Bitcoin's on-chain data is sending mixed signals this week. The proportion of coins held for at least a year has hit levels not seen since October 2025 – over 70% of the circulating supply, roughly 15 million BTC. At the same time, miner reserves on Binance slipped from 41,987 to 41,915 in May, pointing to continued selling pressure from miners.
Miner reserves edge lower
The drop in miner reserves is small – about 72 BTC – but it's consistent with a broader trend. Analysts describe current miner behavior as a 'wait phase' typical near cycle bottoms. The Miner Position Index remains below historical panic-selling thresholds, and the Puell Multiple is under 1, meaning miner revenue is low relative to long-term averages. That's not a panic signal, but it's not a buying spree either.
Long-term holders dig in
Meanwhile, the 1Y+ Long Term Holder metric has entered what analysts call an 'oversold' accumulation zone. Past instances of this setup – in 2013, 2016, 2019, and late 2022 – all preceded major price climbs. The exception was 2022, when the FTX collapse derailed the pattern. The current reading suggests investors who've held for over a year are refusing to sell, even as miners trim positions.
Weekly RSI retest – a rare signal
Bitcoin's weekly relative strength index has retested the 50 level, 105 days after falling into oversold territory. That's only the fourth such occurrence on record. Three of the four previous retests led to long-term price expansion. The one that didn't? 2022, again because of the FTX shock. The pattern is bullish on its own, but fragile.

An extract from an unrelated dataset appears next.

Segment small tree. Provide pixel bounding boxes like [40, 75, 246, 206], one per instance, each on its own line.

What analysts are watching
Analyst Sykodelic put it bluntly: the odds of Bitcoin falling below $60,000 are 'extremely slim.' The bullish outlook hinges on avoiding external shocks similar to the FTX collapse. No one is calling a top yet, but the data suggests the market is in a waiting game – miners selling, holders holding, and a rare RSI pattern flashing potential upside. The next move depends on whether the macro environment cooperates.